Tunggu. Mata Haris seketika membesar. Ia tidak salah mendengar kan?
"G-gaun pengantin? Maksud Mama?"
"Kamu ini. Bukannya kemaren kamu udah nyari gaun pengantin buat Vanny?" tanya Sekar dengan geli. Ia tampak melirik pada Haris dan lalu terkekeh ketika mendapati wajah sang putra yang membeku.
"Hah?!"
Haris menghirup udara dalam-dalam. Tidak bisa tidak, tapi ia merasa bingung kali ini.
"Aku nyari gaun pengantin?" tanya Haris bingung. "Memangnya kapan aku nyari gaun pengantin buat Vanny?"
Sekar mencubit Haris dengan gemas. Geregetan dengan tingkah putranya itu.
"Ck. Dasar ini anak."
Namun, ekspresi wajah Haris membuat Sekar jadi penasaran. Haris memang tidak mengerti maksudnya atau bagaimana? Dan pada akhirnya Sekar pun mengeluarkan ponselnya. Menunjukkan satu foto pada Haris.
"Ini nih. Ini kamu kan yang lagi liat gaun pengantin?"
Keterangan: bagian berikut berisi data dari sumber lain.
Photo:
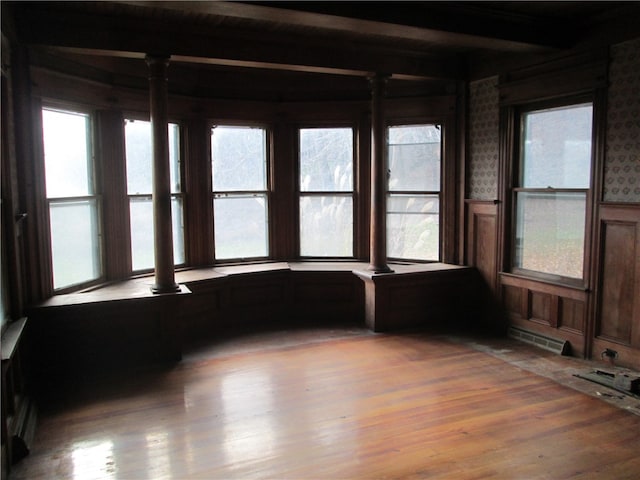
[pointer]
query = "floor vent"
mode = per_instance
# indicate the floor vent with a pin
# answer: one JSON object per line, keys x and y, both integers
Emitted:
{"x": 561, "y": 347}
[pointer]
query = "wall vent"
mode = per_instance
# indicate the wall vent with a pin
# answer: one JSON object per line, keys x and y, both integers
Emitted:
{"x": 561, "y": 347}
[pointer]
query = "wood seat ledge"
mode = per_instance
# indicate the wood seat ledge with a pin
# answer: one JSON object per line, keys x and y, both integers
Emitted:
{"x": 140, "y": 287}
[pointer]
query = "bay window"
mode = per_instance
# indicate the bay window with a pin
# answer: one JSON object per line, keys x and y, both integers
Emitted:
{"x": 326, "y": 190}
{"x": 139, "y": 161}
{"x": 413, "y": 198}
{"x": 552, "y": 190}
{"x": 240, "y": 192}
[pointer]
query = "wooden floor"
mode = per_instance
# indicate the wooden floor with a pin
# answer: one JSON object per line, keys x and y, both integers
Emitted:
{"x": 343, "y": 405}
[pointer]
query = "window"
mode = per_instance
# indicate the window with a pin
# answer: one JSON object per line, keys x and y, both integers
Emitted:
{"x": 326, "y": 192}
{"x": 240, "y": 192}
{"x": 413, "y": 199}
{"x": 71, "y": 198}
{"x": 139, "y": 155}
{"x": 552, "y": 190}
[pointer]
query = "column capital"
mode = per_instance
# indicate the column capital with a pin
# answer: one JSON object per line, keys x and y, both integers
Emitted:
{"x": 157, "y": 64}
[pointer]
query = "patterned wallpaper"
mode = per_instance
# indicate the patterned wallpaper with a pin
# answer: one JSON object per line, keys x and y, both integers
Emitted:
{"x": 622, "y": 157}
{"x": 482, "y": 172}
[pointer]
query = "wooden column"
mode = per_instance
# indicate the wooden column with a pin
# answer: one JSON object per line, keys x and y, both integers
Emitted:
{"x": 378, "y": 225}
{"x": 163, "y": 248}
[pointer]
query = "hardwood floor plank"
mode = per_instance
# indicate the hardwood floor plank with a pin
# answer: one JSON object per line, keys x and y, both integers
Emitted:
{"x": 369, "y": 406}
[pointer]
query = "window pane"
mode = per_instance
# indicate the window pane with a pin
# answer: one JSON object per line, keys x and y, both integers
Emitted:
{"x": 550, "y": 232}
{"x": 138, "y": 149}
{"x": 241, "y": 226}
{"x": 67, "y": 155}
{"x": 141, "y": 214}
{"x": 74, "y": 245}
{"x": 557, "y": 148}
{"x": 142, "y": 233}
{"x": 239, "y": 159}
{"x": 413, "y": 227}
{"x": 177, "y": 230}
{"x": 414, "y": 158}
{"x": 326, "y": 160}
{"x": 326, "y": 226}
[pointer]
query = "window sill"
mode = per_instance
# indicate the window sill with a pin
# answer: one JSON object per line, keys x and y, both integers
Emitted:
{"x": 140, "y": 287}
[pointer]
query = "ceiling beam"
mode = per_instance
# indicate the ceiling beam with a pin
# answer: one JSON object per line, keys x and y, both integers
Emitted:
{"x": 447, "y": 23}
{"x": 117, "y": 36}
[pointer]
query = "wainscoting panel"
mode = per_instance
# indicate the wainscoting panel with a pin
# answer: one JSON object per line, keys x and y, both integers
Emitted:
{"x": 554, "y": 311}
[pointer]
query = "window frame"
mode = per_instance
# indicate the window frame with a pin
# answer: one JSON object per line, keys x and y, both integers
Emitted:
{"x": 94, "y": 178}
{"x": 268, "y": 192}
{"x": 137, "y": 117}
{"x": 441, "y": 193}
{"x": 515, "y": 188}
{"x": 353, "y": 193}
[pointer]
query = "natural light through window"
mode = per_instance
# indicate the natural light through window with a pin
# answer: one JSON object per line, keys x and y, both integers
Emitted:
{"x": 240, "y": 192}
{"x": 326, "y": 192}
{"x": 551, "y": 198}
{"x": 73, "y": 204}
{"x": 413, "y": 200}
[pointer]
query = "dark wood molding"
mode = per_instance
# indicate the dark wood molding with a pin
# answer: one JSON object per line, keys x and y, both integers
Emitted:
{"x": 110, "y": 151}
{"x": 162, "y": 225}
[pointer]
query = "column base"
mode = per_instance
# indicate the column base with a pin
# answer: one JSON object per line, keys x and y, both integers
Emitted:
{"x": 165, "y": 288}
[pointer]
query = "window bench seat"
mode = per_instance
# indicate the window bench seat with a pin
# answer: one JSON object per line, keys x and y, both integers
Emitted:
{"x": 122, "y": 323}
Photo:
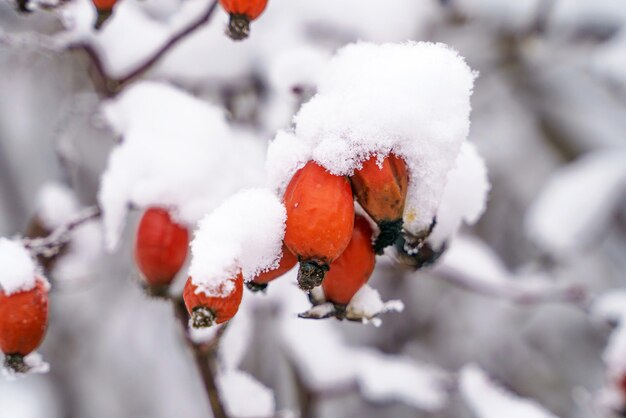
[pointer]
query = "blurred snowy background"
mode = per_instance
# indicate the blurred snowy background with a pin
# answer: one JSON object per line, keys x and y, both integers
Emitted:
{"x": 548, "y": 116}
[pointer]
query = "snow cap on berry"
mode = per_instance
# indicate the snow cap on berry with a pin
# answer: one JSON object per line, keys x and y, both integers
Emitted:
{"x": 17, "y": 268}
{"x": 412, "y": 99}
{"x": 244, "y": 234}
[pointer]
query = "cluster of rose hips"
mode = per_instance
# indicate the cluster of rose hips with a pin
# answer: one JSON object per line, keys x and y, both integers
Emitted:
{"x": 333, "y": 245}
{"x": 241, "y": 12}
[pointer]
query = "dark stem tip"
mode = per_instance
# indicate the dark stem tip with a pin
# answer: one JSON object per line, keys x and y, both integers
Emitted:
{"x": 238, "y": 27}
{"x": 202, "y": 317}
{"x": 256, "y": 287}
{"x": 311, "y": 274}
{"x": 340, "y": 311}
{"x": 22, "y": 6}
{"x": 16, "y": 363}
{"x": 389, "y": 233}
{"x": 102, "y": 17}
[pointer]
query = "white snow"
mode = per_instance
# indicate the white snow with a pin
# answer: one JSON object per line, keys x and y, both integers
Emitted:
{"x": 325, "y": 361}
{"x": 366, "y": 304}
{"x": 244, "y": 396}
{"x": 298, "y": 66}
{"x": 244, "y": 234}
{"x": 470, "y": 263}
{"x": 503, "y": 13}
{"x": 17, "y": 268}
{"x": 474, "y": 259}
{"x": 85, "y": 249}
{"x": 119, "y": 52}
{"x": 464, "y": 197}
{"x": 56, "y": 204}
{"x": 286, "y": 154}
{"x": 234, "y": 343}
{"x": 611, "y": 307}
{"x": 176, "y": 152}
{"x": 410, "y": 98}
{"x": 576, "y": 203}
{"x": 488, "y": 400}
{"x": 610, "y": 59}
{"x": 384, "y": 378}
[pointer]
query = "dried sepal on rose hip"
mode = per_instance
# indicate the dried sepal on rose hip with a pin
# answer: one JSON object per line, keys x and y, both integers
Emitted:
{"x": 286, "y": 263}
{"x": 205, "y": 310}
{"x": 23, "y": 323}
{"x": 320, "y": 219}
{"x": 104, "y": 10}
{"x": 380, "y": 188}
{"x": 242, "y": 12}
{"x": 352, "y": 269}
{"x": 161, "y": 248}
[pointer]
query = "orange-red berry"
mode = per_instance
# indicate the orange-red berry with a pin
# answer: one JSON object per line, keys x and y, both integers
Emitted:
{"x": 104, "y": 10}
{"x": 320, "y": 218}
{"x": 381, "y": 191}
{"x": 160, "y": 247}
{"x": 242, "y": 12}
{"x": 208, "y": 310}
{"x": 23, "y": 323}
{"x": 354, "y": 266}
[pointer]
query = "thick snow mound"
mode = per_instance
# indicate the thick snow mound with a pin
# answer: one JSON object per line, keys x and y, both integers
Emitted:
{"x": 177, "y": 152}
{"x": 17, "y": 268}
{"x": 412, "y": 99}
{"x": 244, "y": 234}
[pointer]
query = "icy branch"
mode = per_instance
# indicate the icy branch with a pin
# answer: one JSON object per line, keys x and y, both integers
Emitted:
{"x": 469, "y": 264}
{"x": 50, "y": 245}
{"x": 112, "y": 86}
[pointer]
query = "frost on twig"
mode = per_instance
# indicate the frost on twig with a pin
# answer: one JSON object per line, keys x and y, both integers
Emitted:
{"x": 327, "y": 365}
{"x": 366, "y": 306}
{"x": 610, "y": 308}
{"x": 471, "y": 265}
{"x": 108, "y": 50}
{"x": 489, "y": 400}
{"x": 594, "y": 185}
{"x": 51, "y": 244}
{"x": 176, "y": 153}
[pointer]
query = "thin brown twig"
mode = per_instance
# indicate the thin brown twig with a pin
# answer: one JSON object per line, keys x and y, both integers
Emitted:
{"x": 205, "y": 355}
{"x": 112, "y": 86}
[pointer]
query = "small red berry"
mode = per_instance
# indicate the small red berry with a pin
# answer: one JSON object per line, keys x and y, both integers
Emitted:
{"x": 207, "y": 310}
{"x": 320, "y": 218}
{"x": 287, "y": 261}
{"x": 23, "y": 323}
{"x": 242, "y": 12}
{"x": 160, "y": 247}
{"x": 104, "y": 10}
{"x": 381, "y": 191}
{"x": 354, "y": 266}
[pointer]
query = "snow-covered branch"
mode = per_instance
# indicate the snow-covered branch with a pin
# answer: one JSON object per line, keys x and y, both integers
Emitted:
{"x": 469, "y": 264}
{"x": 50, "y": 245}
{"x": 113, "y": 85}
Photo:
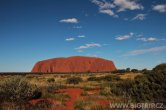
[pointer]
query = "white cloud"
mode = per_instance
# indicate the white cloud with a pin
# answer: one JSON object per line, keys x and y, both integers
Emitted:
{"x": 127, "y": 4}
{"x": 109, "y": 12}
{"x": 148, "y": 50}
{"x": 81, "y": 36}
{"x": 110, "y": 8}
{"x": 160, "y": 8}
{"x": 140, "y": 17}
{"x": 77, "y": 27}
{"x": 148, "y": 39}
{"x": 88, "y": 46}
{"x": 103, "y": 4}
{"x": 105, "y": 7}
{"x": 125, "y": 37}
{"x": 69, "y": 20}
{"x": 70, "y": 39}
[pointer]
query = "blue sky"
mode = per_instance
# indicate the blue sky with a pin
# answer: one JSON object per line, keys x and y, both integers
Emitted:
{"x": 132, "y": 33}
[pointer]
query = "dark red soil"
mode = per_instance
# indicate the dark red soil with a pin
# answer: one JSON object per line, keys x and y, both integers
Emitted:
{"x": 74, "y": 94}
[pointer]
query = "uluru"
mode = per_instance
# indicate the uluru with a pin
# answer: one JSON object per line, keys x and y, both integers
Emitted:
{"x": 74, "y": 64}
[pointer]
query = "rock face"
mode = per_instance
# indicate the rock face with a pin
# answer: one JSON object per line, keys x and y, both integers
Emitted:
{"x": 74, "y": 64}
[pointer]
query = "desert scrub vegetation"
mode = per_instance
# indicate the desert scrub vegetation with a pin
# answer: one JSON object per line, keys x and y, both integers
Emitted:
{"x": 149, "y": 87}
{"x": 15, "y": 92}
{"x": 105, "y": 78}
{"x": 81, "y": 104}
{"x": 74, "y": 80}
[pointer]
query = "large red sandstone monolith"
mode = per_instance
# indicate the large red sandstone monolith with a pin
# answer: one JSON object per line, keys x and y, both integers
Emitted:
{"x": 74, "y": 64}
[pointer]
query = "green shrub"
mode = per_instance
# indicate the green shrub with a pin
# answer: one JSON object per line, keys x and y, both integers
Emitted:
{"x": 51, "y": 80}
{"x": 74, "y": 80}
{"x": 18, "y": 91}
{"x": 160, "y": 68}
{"x": 147, "y": 88}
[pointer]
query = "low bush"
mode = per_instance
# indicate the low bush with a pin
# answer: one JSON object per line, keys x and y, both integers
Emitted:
{"x": 51, "y": 80}
{"x": 147, "y": 88}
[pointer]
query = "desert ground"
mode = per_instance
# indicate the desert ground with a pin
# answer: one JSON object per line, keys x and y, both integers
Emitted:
{"x": 74, "y": 91}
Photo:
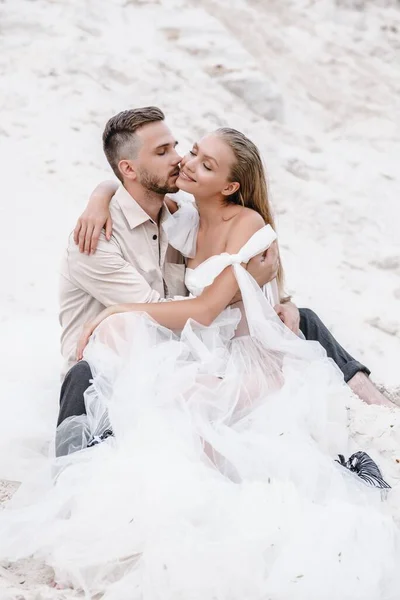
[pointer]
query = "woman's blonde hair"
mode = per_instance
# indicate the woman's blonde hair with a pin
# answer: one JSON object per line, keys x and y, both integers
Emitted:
{"x": 248, "y": 171}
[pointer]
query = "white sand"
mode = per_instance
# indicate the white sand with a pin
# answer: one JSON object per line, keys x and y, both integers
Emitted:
{"x": 314, "y": 83}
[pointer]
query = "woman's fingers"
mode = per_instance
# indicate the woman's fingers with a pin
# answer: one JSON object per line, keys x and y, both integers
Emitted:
{"x": 82, "y": 236}
{"x": 77, "y": 231}
{"x": 108, "y": 228}
{"x": 88, "y": 238}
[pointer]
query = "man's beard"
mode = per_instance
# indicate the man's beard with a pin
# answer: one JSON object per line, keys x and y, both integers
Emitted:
{"x": 155, "y": 185}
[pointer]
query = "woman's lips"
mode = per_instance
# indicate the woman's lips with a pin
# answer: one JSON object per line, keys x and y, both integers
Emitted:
{"x": 185, "y": 176}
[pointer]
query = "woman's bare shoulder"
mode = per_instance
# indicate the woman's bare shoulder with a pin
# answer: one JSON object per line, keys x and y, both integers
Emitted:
{"x": 247, "y": 216}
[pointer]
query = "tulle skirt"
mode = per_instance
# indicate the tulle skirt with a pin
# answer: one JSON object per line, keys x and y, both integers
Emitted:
{"x": 219, "y": 481}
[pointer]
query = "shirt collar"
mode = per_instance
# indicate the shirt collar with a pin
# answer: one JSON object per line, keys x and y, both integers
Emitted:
{"x": 132, "y": 211}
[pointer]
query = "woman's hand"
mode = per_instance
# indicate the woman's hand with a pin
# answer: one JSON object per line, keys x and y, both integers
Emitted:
{"x": 289, "y": 315}
{"x": 95, "y": 217}
{"x": 90, "y": 327}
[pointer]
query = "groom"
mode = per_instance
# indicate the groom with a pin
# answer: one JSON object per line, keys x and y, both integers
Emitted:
{"x": 138, "y": 265}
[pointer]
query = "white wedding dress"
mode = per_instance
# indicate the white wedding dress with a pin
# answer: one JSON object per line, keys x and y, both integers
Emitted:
{"x": 220, "y": 481}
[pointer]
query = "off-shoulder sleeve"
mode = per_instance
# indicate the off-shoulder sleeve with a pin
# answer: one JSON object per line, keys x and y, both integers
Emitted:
{"x": 182, "y": 227}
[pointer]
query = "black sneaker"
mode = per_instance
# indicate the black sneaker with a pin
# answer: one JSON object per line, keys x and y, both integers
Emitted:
{"x": 364, "y": 467}
{"x": 96, "y": 439}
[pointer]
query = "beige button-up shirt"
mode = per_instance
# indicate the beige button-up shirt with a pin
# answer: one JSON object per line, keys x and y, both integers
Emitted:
{"x": 136, "y": 265}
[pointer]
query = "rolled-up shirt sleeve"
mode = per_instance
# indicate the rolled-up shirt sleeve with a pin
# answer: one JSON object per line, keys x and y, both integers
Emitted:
{"x": 108, "y": 277}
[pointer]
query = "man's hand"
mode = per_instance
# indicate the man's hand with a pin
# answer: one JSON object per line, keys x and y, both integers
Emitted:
{"x": 264, "y": 267}
{"x": 290, "y": 315}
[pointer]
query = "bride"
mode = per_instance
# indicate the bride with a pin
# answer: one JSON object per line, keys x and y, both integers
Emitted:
{"x": 216, "y": 476}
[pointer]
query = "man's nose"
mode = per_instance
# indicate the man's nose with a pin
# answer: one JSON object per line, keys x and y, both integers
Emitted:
{"x": 177, "y": 158}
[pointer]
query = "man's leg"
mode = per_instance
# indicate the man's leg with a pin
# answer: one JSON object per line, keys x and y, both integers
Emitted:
{"x": 72, "y": 403}
{"x": 356, "y": 375}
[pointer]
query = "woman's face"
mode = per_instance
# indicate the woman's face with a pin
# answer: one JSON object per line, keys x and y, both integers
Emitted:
{"x": 205, "y": 170}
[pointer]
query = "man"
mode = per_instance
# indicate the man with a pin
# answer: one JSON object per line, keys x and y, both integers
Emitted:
{"x": 136, "y": 264}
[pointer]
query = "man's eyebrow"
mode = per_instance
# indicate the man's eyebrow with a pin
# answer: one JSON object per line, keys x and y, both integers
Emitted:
{"x": 167, "y": 144}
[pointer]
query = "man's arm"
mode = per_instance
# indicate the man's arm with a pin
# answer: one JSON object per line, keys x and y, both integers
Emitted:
{"x": 107, "y": 276}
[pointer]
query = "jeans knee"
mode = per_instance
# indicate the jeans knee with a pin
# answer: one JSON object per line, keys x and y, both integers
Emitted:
{"x": 80, "y": 370}
{"x": 309, "y": 315}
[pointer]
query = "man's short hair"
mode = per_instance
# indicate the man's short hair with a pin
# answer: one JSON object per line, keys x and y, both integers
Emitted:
{"x": 119, "y": 139}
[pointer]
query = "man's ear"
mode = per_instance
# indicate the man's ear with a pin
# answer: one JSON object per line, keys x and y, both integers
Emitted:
{"x": 230, "y": 188}
{"x": 127, "y": 169}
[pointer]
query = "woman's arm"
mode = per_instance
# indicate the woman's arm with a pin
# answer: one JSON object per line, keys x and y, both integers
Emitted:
{"x": 95, "y": 216}
{"x": 204, "y": 309}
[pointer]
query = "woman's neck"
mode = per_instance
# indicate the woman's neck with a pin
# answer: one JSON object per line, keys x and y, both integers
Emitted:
{"x": 211, "y": 211}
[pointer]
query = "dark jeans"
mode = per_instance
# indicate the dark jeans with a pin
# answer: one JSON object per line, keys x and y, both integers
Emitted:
{"x": 78, "y": 377}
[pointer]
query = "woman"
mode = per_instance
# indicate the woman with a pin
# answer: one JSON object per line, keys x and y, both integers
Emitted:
{"x": 219, "y": 480}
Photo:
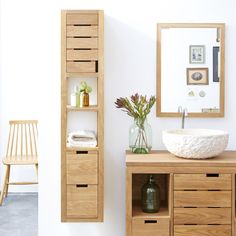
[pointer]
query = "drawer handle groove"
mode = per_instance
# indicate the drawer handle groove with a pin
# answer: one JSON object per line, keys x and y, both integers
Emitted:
{"x": 212, "y": 175}
{"x": 150, "y": 221}
{"x": 81, "y": 185}
{"x": 81, "y": 152}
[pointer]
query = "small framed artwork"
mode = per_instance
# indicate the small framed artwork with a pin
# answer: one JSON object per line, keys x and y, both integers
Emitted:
{"x": 197, "y": 76}
{"x": 196, "y": 54}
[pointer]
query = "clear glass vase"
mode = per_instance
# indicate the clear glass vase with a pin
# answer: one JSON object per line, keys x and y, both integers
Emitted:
{"x": 140, "y": 137}
{"x": 151, "y": 196}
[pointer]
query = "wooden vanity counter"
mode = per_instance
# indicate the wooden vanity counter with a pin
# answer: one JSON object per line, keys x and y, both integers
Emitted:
{"x": 197, "y": 196}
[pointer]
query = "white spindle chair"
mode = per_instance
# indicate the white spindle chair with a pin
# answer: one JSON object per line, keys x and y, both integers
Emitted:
{"x": 21, "y": 150}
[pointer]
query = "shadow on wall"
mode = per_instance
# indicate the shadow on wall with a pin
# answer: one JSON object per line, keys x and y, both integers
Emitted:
{"x": 129, "y": 67}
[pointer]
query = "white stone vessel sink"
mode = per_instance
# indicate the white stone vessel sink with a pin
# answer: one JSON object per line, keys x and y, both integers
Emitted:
{"x": 195, "y": 143}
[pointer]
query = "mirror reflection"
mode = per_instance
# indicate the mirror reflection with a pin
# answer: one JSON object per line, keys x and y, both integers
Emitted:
{"x": 190, "y": 69}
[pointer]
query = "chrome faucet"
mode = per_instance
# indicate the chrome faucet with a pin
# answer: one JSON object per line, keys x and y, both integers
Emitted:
{"x": 184, "y": 113}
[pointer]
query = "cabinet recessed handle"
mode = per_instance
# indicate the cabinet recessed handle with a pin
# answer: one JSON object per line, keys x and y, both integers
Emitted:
{"x": 212, "y": 175}
{"x": 81, "y": 185}
{"x": 150, "y": 221}
{"x": 81, "y": 152}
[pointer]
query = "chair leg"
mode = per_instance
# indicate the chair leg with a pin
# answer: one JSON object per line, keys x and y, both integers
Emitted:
{"x": 36, "y": 166}
{"x": 4, "y": 185}
{"x": 8, "y": 178}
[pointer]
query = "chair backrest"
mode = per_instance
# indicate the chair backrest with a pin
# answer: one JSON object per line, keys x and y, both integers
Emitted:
{"x": 23, "y": 138}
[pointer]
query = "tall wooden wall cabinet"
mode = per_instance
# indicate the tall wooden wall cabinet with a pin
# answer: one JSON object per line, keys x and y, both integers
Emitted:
{"x": 81, "y": 168}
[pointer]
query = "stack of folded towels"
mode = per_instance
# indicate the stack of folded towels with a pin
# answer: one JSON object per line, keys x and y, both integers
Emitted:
{"x": 82, "y": 138}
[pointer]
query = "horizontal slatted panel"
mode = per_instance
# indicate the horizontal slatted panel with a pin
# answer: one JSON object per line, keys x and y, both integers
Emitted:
{"x": 150, "y": 227}
{"x": 82, "y": 43}
{"x": 82, "y": 201}
{"x": 82, "y": 169}
{"x": 202, "y": 216}
{"x": 202, "y": 198}
{"x": 82, "y": 55}
{"x": 73, "y": 31}
{"x": 81, "y": 67}
{"x": 81, "y": 19}
{"x": 202, "y": 181}
{"x": 202, "y": 230}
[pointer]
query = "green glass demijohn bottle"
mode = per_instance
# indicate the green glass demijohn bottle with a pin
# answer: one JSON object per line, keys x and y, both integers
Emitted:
{"x": 151, "y": 197}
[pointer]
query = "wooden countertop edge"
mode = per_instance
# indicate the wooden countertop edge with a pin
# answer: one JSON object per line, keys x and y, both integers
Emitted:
{"x": 164, "y": 158}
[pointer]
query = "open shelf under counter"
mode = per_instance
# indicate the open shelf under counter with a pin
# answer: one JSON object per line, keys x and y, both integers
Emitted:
{"x": 81, "y": 75}
{"x": 89, "y": 108}
{"x": 68, "y": 149}
{"x": 138, "y": 213}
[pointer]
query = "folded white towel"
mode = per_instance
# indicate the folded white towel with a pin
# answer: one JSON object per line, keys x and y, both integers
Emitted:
{"x": 82, "y": 138}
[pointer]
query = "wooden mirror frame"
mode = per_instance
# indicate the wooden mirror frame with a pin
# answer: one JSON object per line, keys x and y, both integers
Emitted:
{"x": 220, "y": 26}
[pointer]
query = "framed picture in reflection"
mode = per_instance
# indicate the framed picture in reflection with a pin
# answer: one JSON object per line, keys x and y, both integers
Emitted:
{"x": 196, "y": 54}
{"x": 197, "y": 76}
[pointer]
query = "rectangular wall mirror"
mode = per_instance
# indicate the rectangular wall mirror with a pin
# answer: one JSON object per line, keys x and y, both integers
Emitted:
{"x": 190, "y": 69}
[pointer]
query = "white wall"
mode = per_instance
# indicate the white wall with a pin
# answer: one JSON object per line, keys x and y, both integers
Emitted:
{"x": 30, "y": 87}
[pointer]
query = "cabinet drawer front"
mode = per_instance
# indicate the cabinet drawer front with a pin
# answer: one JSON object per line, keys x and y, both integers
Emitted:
{"x": 202, "y": 198}
{"x": 202, "y": 181}
{"x": 82, "y": 201}
{"x": 82, "y": 168}
{"x": 81, "y": 19}
{"x": 78, "y": 31}
{"x": 150, "y": 227}
{"x": 202, "y": 230}
{"x": 80, "y": 55}
{"x": 81, "y": 67}
{"x": 202, "y": 216}
{"x": 81, "y": 43}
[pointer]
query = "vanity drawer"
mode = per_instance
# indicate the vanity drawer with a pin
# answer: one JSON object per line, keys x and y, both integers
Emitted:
{"x": 82, "y": 43}
{"x": 201, "y": 216}
{"x": 81, "y": 19}
{"x": 202, "y": 198}
{"x": 202, "y": 181}
{"x": 82, "y": 168}
{"x": 82, "y": 201}
{"x": 150, "y": 227}
{"x": 81, "y": 67}
{"x": 81, "y": 31}
{"x": 202, "y": 230}
{"x": 79, "y": 55}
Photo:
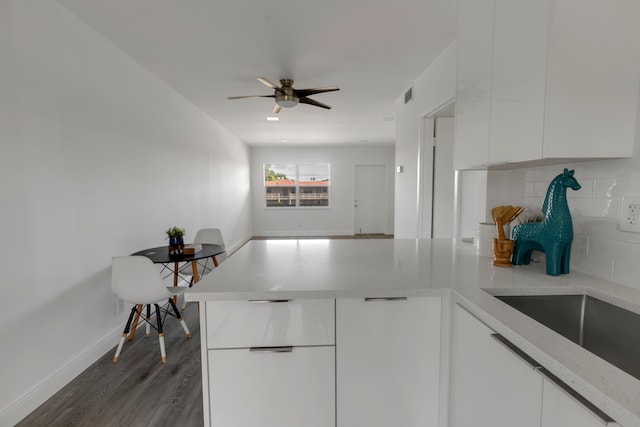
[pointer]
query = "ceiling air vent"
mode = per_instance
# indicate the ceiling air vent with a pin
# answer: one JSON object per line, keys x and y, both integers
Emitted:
{"x": 408, "y": 95}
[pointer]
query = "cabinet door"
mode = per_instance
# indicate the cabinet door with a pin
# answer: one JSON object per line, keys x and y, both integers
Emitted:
{"x": 519, "y": 80}
{"x": 559, "y": 409}
{"x": 473, "y": 88}
{"x": 387, "y": 362}
{"x": 490, "y": 387}
{"x": 593, "y": 79}
{"x": 284, "y": 389}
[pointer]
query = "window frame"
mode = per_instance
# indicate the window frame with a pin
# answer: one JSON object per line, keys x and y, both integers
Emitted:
{"x": 298, "y": 189}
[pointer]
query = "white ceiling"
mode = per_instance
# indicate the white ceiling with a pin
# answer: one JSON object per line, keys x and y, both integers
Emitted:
{"x": 208, "y": 50}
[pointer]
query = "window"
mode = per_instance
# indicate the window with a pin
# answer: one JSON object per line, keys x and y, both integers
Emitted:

Melihat foto yang Sekar tunjukkan padanya sontak saja membuat Haris memucat. Layaknya tak ada lagi darah yang mengalir di tubuh cowok itu. Pun ia merasa dingin. Membeku.
Ya Tuhan. I-ini? Foto ini?
Sekar kembali bertanya tanpa peduli dengan perubahan pada Haris.
"Ini kamu lagi ngeliat gaun pengantin buat Vanny kan?"
Haris tidak menjawab pertanyaan itu. Lantaran di benaknya saat ini justru ada pertanyaan lainnya.
T-tunggu bentar deh.
Haris menahan tangan Sekar. "Mama kenapa ada foto ini?"
O-oh.
Kali ini Sekar yang terdiam seketika.
"Kenapa Ma?"
Haris panik. Bagaimana bisa sang ibu memiliki foto dirinya ketika berada di butik? Dan ia kembali mendesak Sekar hingga sang ibu pun bersuara kembali.
"Maaf, Ris," lirih Sekar dengan wajah penuh rasa bersalah. "Sebenarnya ...."
Ketika Sekar menceritakan apa yang terjadi, Haris merasa seperti nyawa telah menghilang dari tubuhnya. Ia persis mayat hidup yang tak percaya dengan apa yang ibunya lakukan.
"Ya ampun, Ma. Mama nyuruh ojol buat mata-matain aku?" tanya Haris dengan nada horor. Pun ia melihat Sekar dengan tatapan ngeri. Seolah ibunya itu adalah hantu yang muncul di siang bolong.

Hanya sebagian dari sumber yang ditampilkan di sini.